Re: [PATCH v2 1/7] sched/fair: Generalize asym_packing logic for SMT local sched group

From: Ricardo Neri
Date: Mon Dec 12 2022 - 12:45:52 EST


On Tue, Dec 06, 2022 at 06:22:41PM +0100, Dietmar Eggemann wrote:
> On 22/11/2022 21:35, Ricardo Neri wrote:
> > When balancing load between two physical cores, an idle destination CPU can
> > help another core only if all of its SMT siblings are also idle. Otherwise,
> > there is not increase in throughput. It does not matter whether the other
> > core is composed of SMT siblings.
> >
> > Simply check if there are any tasks running on the local group and the
> > other core has exactly one busy CPU before proceeding. Let
> > find_busiest_group() handle the case of more than one busy CPU. This is
> > true for SMT2, SMT4, SMT8, etc.
>
> [...]

Thank you very much for your feedback, Dietmar!

>
> > Changes since v1:
> > * Reworded commit message and inline comments for clarity.
> > * Stated that this changeset does not impact STM4 or SMT8.
> > ---
> > kernel/sched/fair.c | 29 +++++++++--------------------
> > 1 file changed, 9 insertions(+), 20 deletions(-)
> >
> > diff --git a/kernel/sched/fair.c b/kernel/sched/fair.c
> > index e4a0b8bd941c..18c672ff39ef 100644
> > --- a/kernel/sched/fair.c
> > +++ b/kernel/sched/fair.c
> > @@ -8900,12 +8900,10 @@ static bool asym_smt_can_pull_tasks(int dst_cpu, struct sd_lb_stats *sds,
> > struct sched_group *sg)
>
> I'm not sure why you change asym_smt_can_pull_tasks() together with
> removing SD_ASYM_PACKING from SMT level (patch 5/7)?

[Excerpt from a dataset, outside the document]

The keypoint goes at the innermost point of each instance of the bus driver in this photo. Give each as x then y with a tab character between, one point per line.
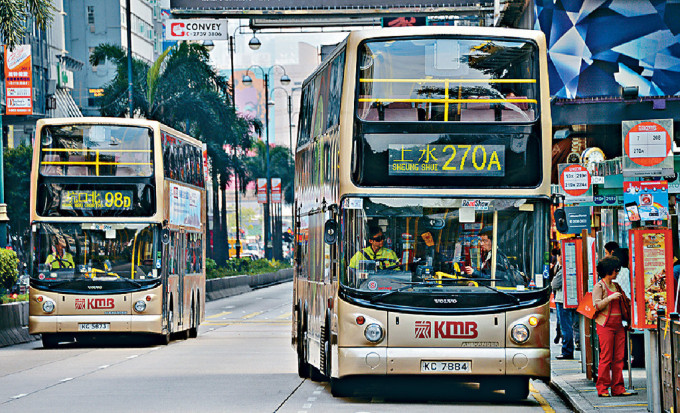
384	257
59	258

In x86 we have SD_ASYM_PACKING at the MC, CLS* and, before my patches, SMT
sched domains.

>
> update_sg_lb_stats()
>
> ... && env->sd->flags & SD_ASYM_PACKING && .. && sched_asym()
> ^^^^^^^^^^^^
> sched_asym()
>
> if ((sds->local->flags & SD_SHARE_CPUCAPACITY) ||
> (group->flags & SD_SHARE_CPUCAPACITY))
> return asym_smt_can_pull_tasks()
> ^^^^^^^^^^^^^^^^^^^^^^^^^
>
> So x86 won't have a sched domain with SD_SHARE_CPUCAPACITY and
> SD_ASYM_PACKING anymore. So sched_asym() would call sched_asym_prefer()
> directly on MC. What do I miss here?

asym_smt_can_pull_tasks() is used above the SMT level *and* when either the
local or sg sched groups are composed of CPUs that are SMT siblings.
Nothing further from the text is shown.